Regardless of the semantics, new offerings like ECS (Elastic Container Service) Anywhere and EKS (Elastic Kubernetes Service) Anywhere allow companies to create, manage, and run cloud-native, container-based applications within their own data centers, which is a critical capability for enabling hybrid cloud environments. Unlike some of its cloud computing competitors, however, AWS did not offer much in the way of tools to ease the process of moving workloads to different providers, as would be necessary for simpler multi-cloud deployments. Amazon did, however, announce its new Proton service, which provides an easier and more consistent way to provision the necessary compute instances, storage options, and other necessary infrastructure components for both container-based and serverless applications in the cloud and on premise.

In addition to these software capabilities, the company also discussed new types of locations and hardware options for running AWS in different types of environments. Building on previous announcements around AWS Outposts, which is a full rack hardware solution managed by Amazon that’s designed to run AWS services on premise, the company debuted two much smaller one-rack and two-rack “appliance”-style options for running AWS in a wider variety of locations, such as at an individual restaurant, small factory, cell tower and more. The company also discussed ongoing efforts with its previously announced Wavelength offering, which is specifically designed for telco carriers to integrate AWS services via dedicated hardware boxes closer to the edge of their 5G networks. In particular, Amazon announced a new Wavelength Zone in Las Vegas in conjunction with its partner Verizon. Both the Wavelength Zones and the new AWS Local Zones (which are expected to reach a total of 16 cities across the US in 2021) are specifically designed to bring local computing resources to the edge for latency-sensitive applications, such as cloud-based gaming and others that 5G proponents have been discussing for some time.

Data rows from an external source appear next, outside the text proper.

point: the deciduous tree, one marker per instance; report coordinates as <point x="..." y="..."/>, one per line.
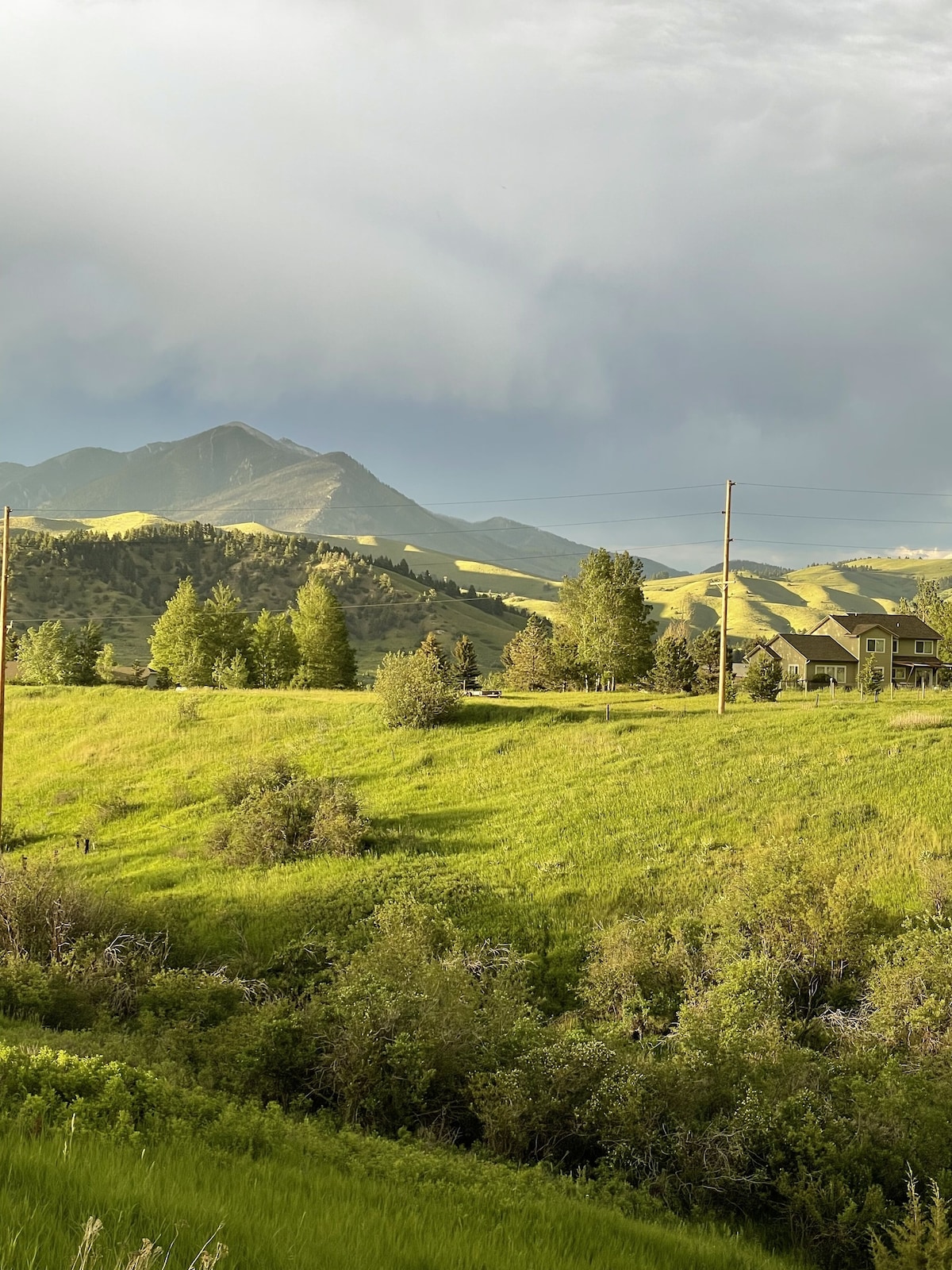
<point x="606" y="611"/>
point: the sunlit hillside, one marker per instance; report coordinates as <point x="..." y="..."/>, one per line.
<point x="800" y="600"/>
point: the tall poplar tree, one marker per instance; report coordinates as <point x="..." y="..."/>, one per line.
<point x="327" y="657"/>
<point x="608" y="618"/>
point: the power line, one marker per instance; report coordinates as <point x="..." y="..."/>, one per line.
<point x="837" y="489"/>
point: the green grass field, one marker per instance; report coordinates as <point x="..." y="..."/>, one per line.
<point x="531" y="817"/>
<point x="355" y="1206"/>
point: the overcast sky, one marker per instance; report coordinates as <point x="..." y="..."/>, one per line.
<point x="498" y="251"/>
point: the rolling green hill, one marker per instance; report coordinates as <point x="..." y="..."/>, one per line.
<point x="121" y="571"/>
<point x="800" y="600"/>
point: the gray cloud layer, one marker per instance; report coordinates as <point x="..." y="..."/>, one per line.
<point x="651" y="243"/>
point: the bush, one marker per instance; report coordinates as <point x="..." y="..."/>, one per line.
<point x="414" y="690"/>
<point x="298" y="818"/>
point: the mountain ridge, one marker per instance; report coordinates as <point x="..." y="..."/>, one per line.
<point x="235" y="473"/>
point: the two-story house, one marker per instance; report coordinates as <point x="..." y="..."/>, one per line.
<point x="904" y="651"/>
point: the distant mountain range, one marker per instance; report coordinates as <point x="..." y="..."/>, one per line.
<point x="235" y="475"/>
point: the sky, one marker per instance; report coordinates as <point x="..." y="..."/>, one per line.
<point x="499" y="252"/>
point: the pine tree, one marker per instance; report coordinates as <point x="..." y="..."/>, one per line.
<point x="317" y="622"/>
<point x="431" y="647"/>
<point x="676" y="670"/>
<point x="465" y="664"/>
<point x="225" y="629"/>
<point x="763" y="677"/>
<point x="706" y="652"/>
<point x="528" y="660"/>
<point x="609" y="620"/>
<point x="178" y="641"/>
<point x="273" y="649"/>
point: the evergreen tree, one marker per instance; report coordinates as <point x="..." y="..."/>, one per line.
<point x="224" y="626"/>
<point x="528" y="658"/>
<point x="177" y="641"/>
<point x="608" y="618"/>
<point x="706" y="652"/>
<point x="273" y="649"/>
<point x="676" y="670"/>
<point x="317" y="622"/>
<point x="465" y="664"/>
<point x="432" y="647"/>
<point x="763" y="677"/>
<point x="42" y="654"/>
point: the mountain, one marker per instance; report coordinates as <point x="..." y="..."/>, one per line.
<point x="235" y="474"/>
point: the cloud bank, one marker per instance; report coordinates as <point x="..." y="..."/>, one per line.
<point x="673" y="241"/>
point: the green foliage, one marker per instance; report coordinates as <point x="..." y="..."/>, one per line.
<point x="290" y="819"/>
<point x="50" y="654"/>
<point x="706" y="651"/>
<point x="465" y="664"/>
<point x="869" y="677"/>
<point x="763" y="679"/>
<point x="609" y="622"/>
<point x="321" y="630"/>
<point x="414" y="690"/>
<point x="920" y="1241"/>
<point x="273" y="648"/>
<point x="178" y="639"/>
<point x="674" y="670"/>
<point x="528" y="658"/>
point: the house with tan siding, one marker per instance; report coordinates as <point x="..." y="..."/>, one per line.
<point x="903" y="648"/>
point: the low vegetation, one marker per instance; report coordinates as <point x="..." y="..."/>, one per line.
<point x="704" y="960"/>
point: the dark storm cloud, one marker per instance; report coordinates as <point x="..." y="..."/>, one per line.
<point x="666" y="241"/>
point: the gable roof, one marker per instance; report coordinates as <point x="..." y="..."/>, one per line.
<point x="818" y="648"/>
<point x="900" y="625"/>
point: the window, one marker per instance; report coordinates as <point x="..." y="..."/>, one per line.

The net-net of all the announcements is that Amazon is continuing to distribute its ever-expanding variety of computing resources and cloud-based services to a significantly wider audience, with the ultimate goal of making its offerings faster and more efficient. It’s an audacious plan but based on the company’s announcements and efforts to date, it’s clearly something that’s directly in their sights.

Disclosure: TECHnalysis Research is a tech industry market research and consulting firm and, like all companies in that field, works with many technology vendors as clients, some of whom may be listed in this article.